I ate these noodles with some steamed green vegetables dressed with a little sesame oil. And if I say so myself the whole thing was totally delicious. Though to be honest anything involving ginger, garlic and chilli generally is.

Sunday, 26 July 2009

Teri-Aki, Cambridge, UK

So it may not have the dreaming spires of Oxford, but Cambridge is generally a pretty nice to place to live. There's lots of green spaces, the river, plenty of pubs, a daily market, and history all around. However on first glance it does seem to have a distinct lack of independent, good quality places to eat. For quite a small city, Cambridge is dominated by a large number of chain restaurants; name a chain and there's likely to be one if not more in Cambridge. I have no moral objection to these outlets, which provide food which is affordable and edible if not original, exciting, (or sometimes even freshly prepared). Some, like Pizza Express, are the acceptable face of this phenomenon, but others which don't need to be named are less so. And they do also make even a place as unique as Cambridge feel like AnyTown, UK. But the good news is that dotted among the chains are lots of more interesting options.

One of my favourites is Teri-Aki. This is a Chinese-owned Japanese restaurant that brought communal-style bench dining to Cambridge long before Wagamama appeared on the scene. I've been here on numerous occasions, and though the service has often varied, the food is invariably lovely. I arrived here recently to meet friends for dinner, but unfortunately was greeted by a sign saying that Teri-Aki was closed for maintenance work. Luckily they had just moved next door into sister restaurant Aki-Teri (but may well have returned to their original site by now). Both have similar styling, with glass doors that open out to a large courtyard area, funky fittings and a bar behind which you can see some of the sushi chefs at work.

They've always had menus that doubled as place settings, but they've now also introduced notepads to write down your order in a dim sum-stylee. I'm not sure this was strictly necessary as it also involved a lot of checking of handwriting and numbers by the waitress, but I'm happy to accept innovation.

So onto the food. I'm fan of most things deep-fried, and was already thinking of tempura before I arrived. The mixed seafood tempura was made up of a huge king prawn, squid and scallops. This was all succulent and covered in a light batter than could have been a bit crisper, but was not at all oily. I also had some yakisoba noodles with vegetables and prawns.
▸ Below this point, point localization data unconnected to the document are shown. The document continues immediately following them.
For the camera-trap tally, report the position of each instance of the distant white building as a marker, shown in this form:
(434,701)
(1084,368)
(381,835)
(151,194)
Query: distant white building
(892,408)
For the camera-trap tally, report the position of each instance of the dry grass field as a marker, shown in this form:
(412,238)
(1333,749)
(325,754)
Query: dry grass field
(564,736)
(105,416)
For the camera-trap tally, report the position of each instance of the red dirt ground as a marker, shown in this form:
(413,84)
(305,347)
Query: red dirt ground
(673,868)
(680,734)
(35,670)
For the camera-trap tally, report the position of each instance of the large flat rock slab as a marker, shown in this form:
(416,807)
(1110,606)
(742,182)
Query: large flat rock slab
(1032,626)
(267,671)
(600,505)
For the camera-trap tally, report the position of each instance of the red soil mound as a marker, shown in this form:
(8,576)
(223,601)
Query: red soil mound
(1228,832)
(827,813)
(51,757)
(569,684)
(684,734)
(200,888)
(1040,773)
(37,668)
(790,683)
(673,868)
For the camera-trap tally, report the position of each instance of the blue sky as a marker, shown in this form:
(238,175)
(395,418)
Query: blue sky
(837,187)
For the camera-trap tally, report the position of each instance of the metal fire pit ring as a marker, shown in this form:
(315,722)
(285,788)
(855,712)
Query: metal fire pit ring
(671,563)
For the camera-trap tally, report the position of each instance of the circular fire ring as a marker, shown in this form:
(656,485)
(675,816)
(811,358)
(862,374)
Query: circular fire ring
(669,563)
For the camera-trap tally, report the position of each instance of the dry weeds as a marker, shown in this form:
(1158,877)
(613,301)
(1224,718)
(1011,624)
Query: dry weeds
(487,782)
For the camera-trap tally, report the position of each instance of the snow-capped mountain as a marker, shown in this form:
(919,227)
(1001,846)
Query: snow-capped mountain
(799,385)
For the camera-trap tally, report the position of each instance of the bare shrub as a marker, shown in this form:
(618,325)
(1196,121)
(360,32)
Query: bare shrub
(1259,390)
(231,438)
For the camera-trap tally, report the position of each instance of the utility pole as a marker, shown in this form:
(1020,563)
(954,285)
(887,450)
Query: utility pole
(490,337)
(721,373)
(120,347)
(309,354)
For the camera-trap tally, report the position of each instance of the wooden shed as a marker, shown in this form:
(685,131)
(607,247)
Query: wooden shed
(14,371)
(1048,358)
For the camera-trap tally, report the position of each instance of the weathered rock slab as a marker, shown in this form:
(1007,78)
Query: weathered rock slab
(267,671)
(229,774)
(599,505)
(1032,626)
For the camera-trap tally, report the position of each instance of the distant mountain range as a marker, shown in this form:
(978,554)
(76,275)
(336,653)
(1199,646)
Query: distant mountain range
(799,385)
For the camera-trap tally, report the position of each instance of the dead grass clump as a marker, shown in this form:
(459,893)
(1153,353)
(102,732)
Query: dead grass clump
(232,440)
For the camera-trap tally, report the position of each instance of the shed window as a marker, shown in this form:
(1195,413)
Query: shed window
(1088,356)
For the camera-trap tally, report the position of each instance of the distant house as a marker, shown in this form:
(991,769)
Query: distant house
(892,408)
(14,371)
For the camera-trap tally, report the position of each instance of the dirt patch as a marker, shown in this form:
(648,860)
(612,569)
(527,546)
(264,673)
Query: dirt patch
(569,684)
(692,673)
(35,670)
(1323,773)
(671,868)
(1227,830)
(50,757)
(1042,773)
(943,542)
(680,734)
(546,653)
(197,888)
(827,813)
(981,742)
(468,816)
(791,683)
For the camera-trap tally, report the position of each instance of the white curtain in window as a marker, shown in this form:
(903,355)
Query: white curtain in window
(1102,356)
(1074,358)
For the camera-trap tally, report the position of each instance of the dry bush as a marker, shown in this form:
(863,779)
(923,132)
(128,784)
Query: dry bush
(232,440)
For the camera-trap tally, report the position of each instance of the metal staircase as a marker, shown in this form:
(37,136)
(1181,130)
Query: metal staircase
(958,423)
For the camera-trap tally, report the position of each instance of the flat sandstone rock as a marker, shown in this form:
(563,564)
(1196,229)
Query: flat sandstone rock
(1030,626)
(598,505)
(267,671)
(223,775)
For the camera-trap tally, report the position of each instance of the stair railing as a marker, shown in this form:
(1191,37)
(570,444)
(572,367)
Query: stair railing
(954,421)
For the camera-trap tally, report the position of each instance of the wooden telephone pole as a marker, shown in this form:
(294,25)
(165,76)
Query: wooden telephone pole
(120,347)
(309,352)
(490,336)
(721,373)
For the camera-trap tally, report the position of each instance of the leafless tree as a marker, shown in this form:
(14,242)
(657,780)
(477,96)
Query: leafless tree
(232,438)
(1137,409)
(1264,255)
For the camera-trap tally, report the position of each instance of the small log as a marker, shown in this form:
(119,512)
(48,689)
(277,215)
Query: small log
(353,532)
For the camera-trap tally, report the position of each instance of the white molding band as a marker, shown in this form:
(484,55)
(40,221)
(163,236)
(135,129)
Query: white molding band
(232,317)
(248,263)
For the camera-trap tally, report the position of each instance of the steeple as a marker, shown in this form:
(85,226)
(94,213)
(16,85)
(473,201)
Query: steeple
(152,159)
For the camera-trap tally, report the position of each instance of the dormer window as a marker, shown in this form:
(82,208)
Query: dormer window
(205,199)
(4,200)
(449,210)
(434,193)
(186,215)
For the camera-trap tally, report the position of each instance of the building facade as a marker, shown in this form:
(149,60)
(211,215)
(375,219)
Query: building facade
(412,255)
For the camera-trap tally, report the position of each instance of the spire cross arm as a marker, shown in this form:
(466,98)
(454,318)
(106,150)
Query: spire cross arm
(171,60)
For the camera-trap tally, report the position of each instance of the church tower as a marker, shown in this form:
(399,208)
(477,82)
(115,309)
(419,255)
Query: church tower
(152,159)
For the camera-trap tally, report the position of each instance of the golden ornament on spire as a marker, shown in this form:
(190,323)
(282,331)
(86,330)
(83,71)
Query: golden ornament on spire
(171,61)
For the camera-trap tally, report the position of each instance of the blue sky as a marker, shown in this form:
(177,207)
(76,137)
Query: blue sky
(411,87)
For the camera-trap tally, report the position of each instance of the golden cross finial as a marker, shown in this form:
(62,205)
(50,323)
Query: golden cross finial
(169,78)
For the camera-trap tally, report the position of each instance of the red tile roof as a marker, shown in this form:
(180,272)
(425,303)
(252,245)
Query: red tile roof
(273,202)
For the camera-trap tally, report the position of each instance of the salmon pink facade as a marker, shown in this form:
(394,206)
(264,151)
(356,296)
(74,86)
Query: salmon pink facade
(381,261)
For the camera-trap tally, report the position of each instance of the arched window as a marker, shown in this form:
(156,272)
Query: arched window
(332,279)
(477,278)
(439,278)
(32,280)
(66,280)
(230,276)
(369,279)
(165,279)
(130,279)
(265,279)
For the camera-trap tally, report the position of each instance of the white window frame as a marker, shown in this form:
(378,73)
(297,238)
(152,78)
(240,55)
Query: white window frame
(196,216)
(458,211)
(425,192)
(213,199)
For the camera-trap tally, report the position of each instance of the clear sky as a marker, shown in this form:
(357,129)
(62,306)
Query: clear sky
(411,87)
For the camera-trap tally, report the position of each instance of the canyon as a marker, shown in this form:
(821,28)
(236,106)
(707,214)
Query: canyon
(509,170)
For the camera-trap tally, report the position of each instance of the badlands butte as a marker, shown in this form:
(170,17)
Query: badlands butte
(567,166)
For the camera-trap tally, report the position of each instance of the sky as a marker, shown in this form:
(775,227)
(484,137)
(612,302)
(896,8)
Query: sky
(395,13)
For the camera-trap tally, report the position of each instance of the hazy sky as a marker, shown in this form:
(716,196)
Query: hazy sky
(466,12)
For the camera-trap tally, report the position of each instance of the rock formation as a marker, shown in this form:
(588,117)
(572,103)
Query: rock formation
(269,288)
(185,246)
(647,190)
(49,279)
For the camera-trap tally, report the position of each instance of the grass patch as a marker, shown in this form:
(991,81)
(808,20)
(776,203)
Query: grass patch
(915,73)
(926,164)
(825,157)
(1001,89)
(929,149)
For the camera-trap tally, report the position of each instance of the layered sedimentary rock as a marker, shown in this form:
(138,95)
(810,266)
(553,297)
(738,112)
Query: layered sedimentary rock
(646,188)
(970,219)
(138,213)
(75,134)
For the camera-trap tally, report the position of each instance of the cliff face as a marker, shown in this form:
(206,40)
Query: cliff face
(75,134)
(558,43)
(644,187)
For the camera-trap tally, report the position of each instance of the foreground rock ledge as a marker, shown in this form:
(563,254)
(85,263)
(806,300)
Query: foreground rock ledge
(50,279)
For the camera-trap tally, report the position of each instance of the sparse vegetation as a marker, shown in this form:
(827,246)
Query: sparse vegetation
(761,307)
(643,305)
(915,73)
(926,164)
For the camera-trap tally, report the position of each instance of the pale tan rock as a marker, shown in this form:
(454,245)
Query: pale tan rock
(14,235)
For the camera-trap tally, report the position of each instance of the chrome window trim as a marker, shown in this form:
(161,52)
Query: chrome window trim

Again, these were not in the least all oily, the prawns were lovely and soft and the dish had that fried noodle flavour which is so distinct but difficult to describe. My only criticism is that apart from bean sprouts and the odd bit of carrot, there wasn't much going on here in the vegetable department, and bit of greenery wouldn't have gone amiss. The friends had miso soup, hotate kushiyaki (grilled scallop skewers), yasai kushiyaki (grilled vegetable skewers), and a five-piece sushi set. All of this seemed to go down well, though I was a bit suprised to see a bit of rare-ish beef appear in the sushi selection. There wasn't anything on the menu to indicate this and although my friend eats meat, I don't and wouldn't have been too impressed if this was something I had ordered.



All the dishes were generous in size but not so huge that we couldn't comfortably fit them all in, and the bill for three with non-alcoholic drinks came to around £44 (not including service). I've never been to Japan so my knowledge of this cuisine is relatively limited, and I'm not sure how it would compare with equivalents in London. But all in all for a relaxed dining option Teri-Aki still remains a firm favourite with me, and one of these days I will go in and manage not to order tempura.